In 1885, the Montezuma Valley Irrigation District completed a tunnel that moved water from the Dolores River to the Montezuma Valley. This trans-basin diversion allowed the town of Cortez and the entire valley to grow and thrive.  But this transfer, and later McPhee dam, changed the Dolores River. A hundred and fifty years later, the community is working to find a balance between keeping the water it has long relied on, and meeting federal requirements for healthy fish and a protected river downstream. Reporter Stephanie Paige Ogburn has more on those efforts.

Don Schwindt's hay fields cut a green swath across 400 acres a few miles outside of Cortez. On a warm fall day, he walks out near a barn and points out a row of tall cottonwood trees.

"It's fall, and they've got some beautiful colors to them," said Schwindt.

The water that feeds those trees, Schwindt's hay, and most of the farm fields in the Montezuma Valley comes from the Dolores River. Farmers have been diverting from the river for over 150 years. In today's world, though, the lower Dolores River is supposed to serve more than farmers. It is a home for native fish, a canyon with wilderness characteristics, a rafting destination. Those competing needs are what has led the community to try and create a new way forward on the river.

HISTORY

In 1885 the Montezuma Valley Irrigation District completed a major trans-basin diversion tunnel that brought water out of the Dolores and to the valley. For Schwindt and others, it's important that this history and the importance of that water is recognized.
 
"Our communities, everything we know here, it would not have developed the way it had if it hadn't kind of leapfrogged off of [that early water diversion]," he said.

The orchards, hayfields and trees in the valley are all here courtesy of borrowed water. But that early water was not enough, and didn't always last the entire growing season. That's why farmers saw the water brought later from the Dolores Project, which created McPhee dam in the early 1980s, as so important.

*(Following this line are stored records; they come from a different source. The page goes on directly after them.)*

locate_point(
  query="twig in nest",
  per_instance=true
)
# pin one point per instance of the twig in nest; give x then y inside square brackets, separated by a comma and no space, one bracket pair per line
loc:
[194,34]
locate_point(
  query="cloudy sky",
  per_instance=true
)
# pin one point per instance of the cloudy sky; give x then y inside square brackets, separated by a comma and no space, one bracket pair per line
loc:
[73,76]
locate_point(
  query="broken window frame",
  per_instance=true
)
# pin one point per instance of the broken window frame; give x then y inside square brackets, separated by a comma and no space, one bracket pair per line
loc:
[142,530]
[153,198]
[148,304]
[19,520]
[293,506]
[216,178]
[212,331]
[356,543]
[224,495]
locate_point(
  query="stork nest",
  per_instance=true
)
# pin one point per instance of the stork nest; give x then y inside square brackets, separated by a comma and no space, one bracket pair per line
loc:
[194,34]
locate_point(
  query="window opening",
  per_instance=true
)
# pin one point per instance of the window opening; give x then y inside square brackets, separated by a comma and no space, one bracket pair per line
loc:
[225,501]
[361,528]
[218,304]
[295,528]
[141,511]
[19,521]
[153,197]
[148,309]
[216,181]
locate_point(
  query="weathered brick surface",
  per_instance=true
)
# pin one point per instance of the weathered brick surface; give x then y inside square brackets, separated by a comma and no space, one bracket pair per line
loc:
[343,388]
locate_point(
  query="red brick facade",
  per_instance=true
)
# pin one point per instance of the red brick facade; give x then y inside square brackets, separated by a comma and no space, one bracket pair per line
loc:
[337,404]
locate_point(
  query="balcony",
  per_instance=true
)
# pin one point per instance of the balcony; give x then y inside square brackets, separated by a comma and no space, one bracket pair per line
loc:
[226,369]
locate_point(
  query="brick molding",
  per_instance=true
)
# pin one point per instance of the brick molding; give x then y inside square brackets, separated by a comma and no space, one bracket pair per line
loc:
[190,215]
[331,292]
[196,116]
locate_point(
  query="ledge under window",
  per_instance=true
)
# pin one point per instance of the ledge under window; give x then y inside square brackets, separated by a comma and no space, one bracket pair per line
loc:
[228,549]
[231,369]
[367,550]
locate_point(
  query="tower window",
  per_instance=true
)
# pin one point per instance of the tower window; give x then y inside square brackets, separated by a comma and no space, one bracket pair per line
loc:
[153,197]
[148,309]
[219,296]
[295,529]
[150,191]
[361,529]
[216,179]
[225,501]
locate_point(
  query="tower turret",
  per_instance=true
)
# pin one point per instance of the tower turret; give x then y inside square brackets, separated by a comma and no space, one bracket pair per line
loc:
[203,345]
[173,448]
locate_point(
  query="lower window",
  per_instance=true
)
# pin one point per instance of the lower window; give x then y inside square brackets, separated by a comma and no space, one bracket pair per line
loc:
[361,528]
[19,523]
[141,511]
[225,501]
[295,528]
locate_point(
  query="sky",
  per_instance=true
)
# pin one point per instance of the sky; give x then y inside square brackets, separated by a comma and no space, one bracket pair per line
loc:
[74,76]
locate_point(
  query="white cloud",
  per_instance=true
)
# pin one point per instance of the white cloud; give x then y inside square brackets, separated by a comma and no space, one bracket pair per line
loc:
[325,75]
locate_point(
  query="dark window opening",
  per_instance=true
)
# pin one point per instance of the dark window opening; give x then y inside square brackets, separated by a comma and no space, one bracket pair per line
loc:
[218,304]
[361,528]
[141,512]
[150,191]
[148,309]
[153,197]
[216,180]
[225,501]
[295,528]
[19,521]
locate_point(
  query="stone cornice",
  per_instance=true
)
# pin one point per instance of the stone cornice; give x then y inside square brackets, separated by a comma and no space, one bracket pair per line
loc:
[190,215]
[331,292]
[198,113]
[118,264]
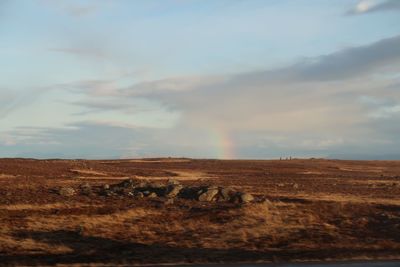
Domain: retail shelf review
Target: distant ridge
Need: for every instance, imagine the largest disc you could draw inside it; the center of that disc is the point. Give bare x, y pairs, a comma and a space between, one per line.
365, 156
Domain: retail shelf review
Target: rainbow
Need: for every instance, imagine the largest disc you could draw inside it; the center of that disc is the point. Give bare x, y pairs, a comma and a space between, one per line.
222, 143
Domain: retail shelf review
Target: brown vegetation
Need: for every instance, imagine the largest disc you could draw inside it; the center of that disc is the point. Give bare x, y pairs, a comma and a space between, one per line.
315, 210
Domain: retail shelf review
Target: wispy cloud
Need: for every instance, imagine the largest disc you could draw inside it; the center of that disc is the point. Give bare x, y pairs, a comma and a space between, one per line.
85, 52
370, 6
73, 8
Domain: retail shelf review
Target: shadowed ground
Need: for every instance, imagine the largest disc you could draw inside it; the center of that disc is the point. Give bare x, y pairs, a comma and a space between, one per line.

Yet while fields blossomed in the Montezuma Valley, the lower Dolores was changing. The dam and other diversions took their toll on native fish species. Now, three of those species are dwindling. If they are listed as federally threatened or endangered under the Endangered Species Act, it could lead to calls for more water to go down the river. In turn, that would likely mean less water for the people of the Montezuma Valley.

A CALL FOR LOCAL CONTROL

It's this threat, as well as the possibility the river might be declared Wild and Scenic or even a national monument, that got people in the community to come together and work on a home-grown solution to managing the river. This started over a decade ago with the Dolores River Dialogue, said Dan Olson, who heads a local environmental group, the San Juan Citizens Alliance.

Now that group, which includes representatives from ranching, farming, boating, local government and other parts of the community, has drafted legislation they hope will give the community more control over the river's future. The legislation calls for the creation of a National Conservation Area. It's not a new concept in Colorado: McInnis Canyon and Dominguez-Escalante Canyon, as well as Gunnison Gorge, are also NCAs. Dan Olson of SJCA says the goal is to protect the river and the lands around it but also protect farmers.

"While we don't put wet water back in the river, the NCA affirms the importance of maintaining habitat and species health while actually maintaining water rights," said Olson.

WATER RIGHTS WORRIES

It's that last part, maintaining water rights, that has hay farmer Don Schwindt worried. It might be easy for those opposing his views to dismiss them, but Schwindt doesn't come across as unreasonable. He says he knows the process included many stakeholders, but he also fears the interests of farmers have not been well represented.

In fact, irrigation shareholders were so disappointed with the actions taken by the board of the Montezuma Valley Irrigation Company as part of the stakeholder process that they voted six out of seven of its members out of office in recent years, said Schwindt -- a highly unusual step.

It's not easy to find a solution that can meet everyone's needs: keeping enough water in the river at the right times to protect fish, letting boaters have their fun, and maintaining existing water rights.. Still, Al Heaton, who has also participated in drafting the legislation for a National Conservation Area, thinks it is doable.

Heaton, an even-tempered rancher who runs cattle in the canyon and grew up in Dove Creek, admits he's worried about the water rights part of the legislation. But he says it is a priority.

"I feel like we put some pretty strong wording in there to protect their water rights," he said.

Plus, right now the legislation is in draft form. That means it's open for comment, and he welcomes feedback on improving it to meet the needs of different users.

Not long ago, the group of stakeholders working on the legislation hired David Robbins, a prominent water lawyer, to review the work. Robbins agreed that the best way to keep control of the river's future is to craft legislation with local support, stating it is not a question of "if," but "when" some sort of federal control might come to bear on the river.

The challenge for those involved in the draft legislation process might now be to convince those in agriculture that it preserves their water rights. Don Schwindt says he's skeptical. While he hasn't given up on the stakeholder process, he also wonders if it is really protecting the community's interests.

"If it can't ever live up to its promises of making our community's water rights, life, better, then i'll be in that camp of let's just live with the risk we have."

The risk he's referring to is that of a federal mandate. Its true that it could be a long time before the hammer of any federal action falls down on the lower Dolores. Even attorney Robbins noted it is unlikely the river would be designated as Wild and Scenic without community support.

Likewise, the local legislation could have a hard time getting through a deadlocked Congress that has a hard time even passing a budget. In the meantime, those involved in drafting the legislation will continue taking comment from the community, hoping to craft a solution that works for all.